A cet égard, les collèges et leur mise en relation dans le cadre de l’Agence de l’Eau organisent la concertation, la coopération et la recherche de compromis viables dans l’intérêt des générations actuelles et futures en matière d’eau entre l’intérêt général (Etat), les intérêts collectifs publics locaux (Communes) et les intérêts de droit privé (Usagers y compris les maîtres d’ouvrage privés).

C’est une telle approche qui est aussi qualifiée d’approche de gestion en bien commun des ressources en eau au sens de ‘’COMMONS’’ concept opératoire développé en économie institutionnelle par Elinor Ostrom prix Nobel d’économie 2009[4]. En effet :

  • Ces instances et organes s’appuient au niveau local, sur les usagers, leurs organisations, et d’autres organisations existantes de la société civile et actives dans le domaine de l’eau
  • Ces instances et organes s’appuient sur les services de l’État compétents au niveau régional, départemental et communal
  • Elles organisent la synergie et l’articulation des services de l’État, organisent de manière nouvelle et innovante leur mise en relation avec les Collectivités territoriales et les différents usagers (principe d’une administration partagée du bien public/commun).

Ces institutions sont ainsi, dans la perspective d’une part, de dépasser de manière concrète l’approche sectorielle et d’autre part, de la construction de la durabilité institutionnelle, environnementale, sociale et financière des interventions dans le domaine de l’eau.

Des succès ont été obtenus dans cette perspective dont les plus significatifs sont notamment :

  • Création effective des 5 AE de l’eau dans les espaces de gestion de ressources en eau dédiées à l’action de chacune d’elles et couvrant tout le territoire national.
  • Mise en œuvre effective de la contribution financière en matière d’eau (CFE).
  • Développement progressif d’une capacité décentralisée d’autofinancement des interventions avec l’emploi des ressources de la CFE ; situation sans équivalent dans la sous-région.

En substance, les modalités de collecte et d’emploi de la CFE décrivent une Mutuelle des principaux maîtres d’ouvrage publics et privés des différents usages de l’eau dans chaque espace de gestion des ressources en eau qui sont assujettis au paiement de la CFE.

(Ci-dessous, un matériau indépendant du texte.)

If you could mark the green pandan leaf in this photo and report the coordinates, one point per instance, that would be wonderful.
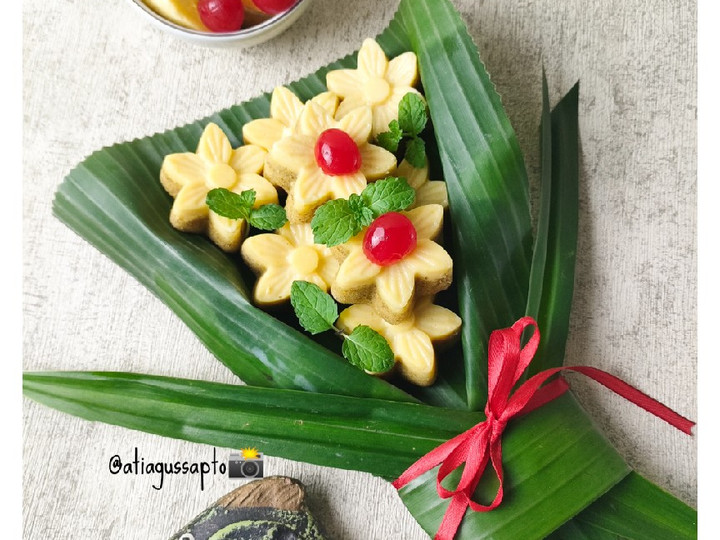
(556, 463)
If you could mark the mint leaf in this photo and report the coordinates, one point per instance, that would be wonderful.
(268, 217)
(390, 140)
(334, 223)
(412, 115)
(368, 350)
(315, 309)
(363, 214)
(415, 153)
(388, 195)
(230, 205)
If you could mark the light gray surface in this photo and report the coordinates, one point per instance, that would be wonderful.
(95, 73)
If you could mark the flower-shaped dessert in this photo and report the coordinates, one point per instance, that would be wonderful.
(290, 255)
(412, 340)
(375, 83)
(394, 260)
(285, 109)
(189, 176)
(426, 191)
(326, 159)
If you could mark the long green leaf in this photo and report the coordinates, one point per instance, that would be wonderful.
(486, 179)
(378, 436)
(553, 267)
(635, 508)
(549, 472)
(115, 201)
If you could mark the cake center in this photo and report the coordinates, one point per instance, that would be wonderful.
(304, 260)
(222, 175)
(377, 90)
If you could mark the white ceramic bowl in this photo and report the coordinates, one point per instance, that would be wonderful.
(247, 37)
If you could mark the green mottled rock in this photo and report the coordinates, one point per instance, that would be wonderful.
(269, 509)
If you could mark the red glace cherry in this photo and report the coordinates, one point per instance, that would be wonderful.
(336, 153)
(389, 239)
(273, 7)
(221, 15)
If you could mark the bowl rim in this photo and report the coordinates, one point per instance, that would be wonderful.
(217, 36)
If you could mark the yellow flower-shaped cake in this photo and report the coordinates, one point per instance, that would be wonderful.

Ainsi, en l’état actuel des dispositions d’emploi, au moins 55% des ressources collectées doivent être alloués sous forme de subvention et/ou de prêt à des actions d’investissement des maîtres d’ouvrage publics et privés ; cela en considérant, les ressources disponibles, leur demande motivée et les priorités définies par les programmes pluriannuels d’intervention (PPI) adoptés par les Agences de l’eau en vertu de leur SDAGE respectif adopté par le gouvernement[5].

La Loi sur l’Eau opère ainsi une refonte du référentiel sectoriel de la gestion de l’eau et organise une gestion patrimoniale et décentralisée (territoire, avec sa structure de gestion dotée de moyens d’intervention techniques, réglementaires et financiers) de l’eau : elle ouvre ainsi un vaste et complexe chantier d’innovation dans le domaine de l’eau.

Bien naturellement un tel chantier dans un pays de tradition jacobine française rencontre des obstacles conséquents au nombre desquels il faut retenir en rapport avec la préparation et mise en œuvre des Programmes Pluriannuels d’Intervention qui doivent être cœur de l’action des Agences de l’Eau :

  • L’absence d’un schéma formalisé d’intervention qui est source de déviation de la nature et des missions de l’Agence de l’eau.
  • Une vie et fonctionnement des Comités de Bassin (CB) encore peu adaptés à leur responsabilité en tant qu’instance décisionnelle de l’Agence de l’Eau et à leur ancrage institutionnel, politique et social dans les espaces de gestion des ressources en eau.
  • La dépendance extrême pour la mise en œuvre des interventions des ressources extérieures (Bailleurs de fonds, ONG, Expertise) qui induisent bien souvent ‘’des approches projets’’ voire mimétique, dont la viabilité s’avère en général problématique.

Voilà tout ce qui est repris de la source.